Beschluss (EU) 2021/929 des Rates vom 6. Mai 2021 über die Regelung der Kontakte zwischen dem Generalsekretariat des Rates und Interessenvertretern

ST/5703/2021/INIT

OJ L 207, 11.6.2021, p. 19–21 (BG, ES, CS, DA, DE, ET, EL, EN, FR, GA, HR, IT, LV, LT, HU, MT, NL, PL, PT, RO, SK, SL, FI, SV)

In force

ELI: http://data.europa.eu/eli/dec/2021/929/oj

11.6.2021   

DE

Amtsblatt der Europäischen Union

L 207/19


BESCHLUSS (EU) 2021/929 DES RATES

vom 6. Mai 2021

über die Regelung der Kontakte zwischen dem Generalsekretariat des Rates und Interessenvertretern

DER RAT DER EUROPÄISCHEN UNION —

gestützt auf den Vertrag über die Europäische Union,

gestützt auf den Vertrag über die Arbeitsweise der Europäischen Union, insbesondere auf Artikel 240,

in Erwägung nachstehender Gründe:

(1)

Nach Artikel 11 Absatz 1 des Vertrags über die Europäische Union (EUV) müssen die Organe der Union den Bürgerinnen und Bürgern und den repräsentativen Verbänden die Möglichkeit geben, ihre Ansichten in allen Bereichen des Handelns der Union öffentlich bekannt zu geben und auszutauschen.

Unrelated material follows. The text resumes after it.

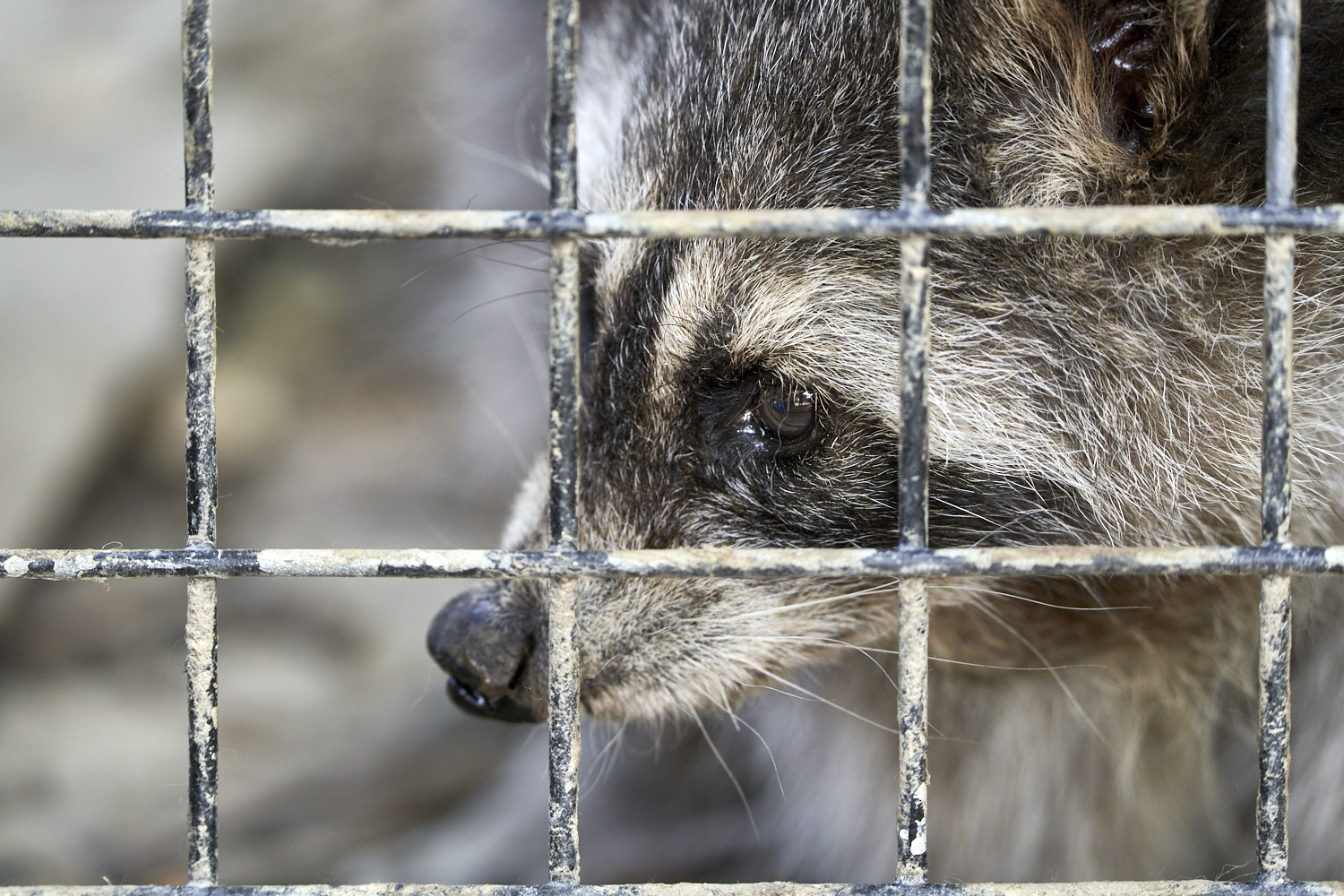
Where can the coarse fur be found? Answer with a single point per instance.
(1081, 392)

Nach Artikel 11 Absatz 2 EUV sind die Organe der Union verpflichtet, einen offenen, transparenten und regelmäßigen Dialog mit den repräsentativen Verbänden und der Zivilgesellschaft zu pflegen.

(2)

In Artikel 15 Absatz 1 des Vertrags über die Arbeitsweise der Europäischen Union (AEUV) ist bestimmt, dass die Organe, Einrichtungen und sonstigen Stellen der Union unter weitestgehender Beachtung des Grundsatzes der Offenheit handeln müssen, um eine verantwortungsvolle Verwaltung zu fördern und die Beteiligung der Zivilgesellschaft sicherzustellen.

(3)

Nach Artikel 298 AEUV stützen sich die Organe, Einrichtungen und sonstigen Stellen der Union zur Ausübung ihrer Aufgaben auf eine offene, effiziente und unabhängige europäische Verwaltung.

(4)

Damit die Organe, Einrichtungen und sonstigen Stellen der Union (im Folgenden „Organe der Union“) unter weitestgehender Beachtung des Grundsatzes der Offenheit handeln, sollte es den Interessenträgern gestattet sein, im Entscheidungsprozess ihre Auffassungen und ihr Fachwissen einzubringen, um die Qualität der zu treffenden Entscheidungen und den Rückhalt für diese zu verbessern.

(5)

Um das Vertrauen in die politischen, legislativen und administrativen Prozesse der Union aufrechtzuerhalten, sollten die Kontakte zu Interessenvertretern auf eine transparente und ethischen Grundsätzen entsprechende Art und Weise stattfinden.

(6)

Zu diesem Zweck haben das Europäische Parlament, der Rat der Europäischen Union und die Europäische Kommission eine Interinstitutionelle Vereinbarung über ein verbindliches Transparenzregister (1) (im Folgenden „Interinstitutionelle Vereinbarung“) geschlossen.

(7)

Der Rat verpflichtet sich, durch die Einführung eines Grundsatzes der Konditionalität einen Rahmen für transparente und ethischen Grundsätzen entsprechende Kontakte zwischen Interessenvertretern und den Beamten und Bediensteten (im Folgenden „Personal“) seines Generalsekretariats zu schaffen. Nach diesem Grundsatz ist die Eintragung in das Transparenzregister eine notwendige Voraussetzung dafür, dass Interessenvertreter bestimmte Tätigkeiten ausüben können, die unter die Interinstitutionelle Vereinbarung fallen.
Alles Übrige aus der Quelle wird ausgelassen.